A sua namorada que o acompanhou a 2 de Outubro ao consulado e não o viu sair, pediu ontem no Washington Post ao Presidente Donald Trump, aliado da Arábia Saudita, que a ajude a esclarecer este caso.

Donald Trump diz-se “preocupado” e afirma que “más histórias circulam“, mas a ong de defesa de direitos humanos Human Rights Watch deplora a reação tardia e moderada da administração norte-americana, estimando que esta possui “instrumentos para responder rapidamente, sendo apenas uma questão de vontade política”.

Em entrevista na sexta-feira (5/10) à agência Bloomberg, o príncipe herdeiro saudita Mohammed ben Salmane confirma que Jamal entrou de facto no consulado em Istambul de onde saiu pouco depois.

Televisões turcas difundiram imagens de vídeo vigilância, ilustrando a sua entrada no consulado, tal como do autocarro transportando a suposta equipa responsável pelo seu desaparecimento, facto confirmado pela polícia turca que este fim de semana afirmou que o jornalista tinha sido assassinado no consulado, o que Ryad desmente categoricamente.

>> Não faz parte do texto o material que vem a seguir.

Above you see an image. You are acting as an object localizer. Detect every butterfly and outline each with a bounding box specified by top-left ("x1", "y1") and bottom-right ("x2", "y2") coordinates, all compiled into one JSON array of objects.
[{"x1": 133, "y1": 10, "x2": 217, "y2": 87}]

A polícia turca revelou este sábado (6/10) que um grupo de 15 cidadãos sauditas tinha feito uma ida e volta a Istambul e ao consulado no dia do desaparecimento do jornalista e hoje o diário pro-governamental turco Sabah publicou os nomes e idades dos 15 sauditas apresentados como a “equipa do assassínioenviada por Ryad, um deles sendo um militar do departamento de medecina legal da Arábia Saudita.

O jornal Washington Post do qual Jamal é correspondente, citando fontes informadas, afirma que os serviços secretos norte-americanos tinham interceptado antes do seu desaparecimento comunicações entre responsáveis sauditas evocando o seu rapto.

A ong Repórteres Sem Fronteiras denuncia que desde Setembro de 2017 mais de quinze jornalistas e “bloggers” sauditas foram presos, sem confirmação oficial e estão em paradeiro incerto, denuncia uma vaga de repressão severa e pede um inquérito internacional independente.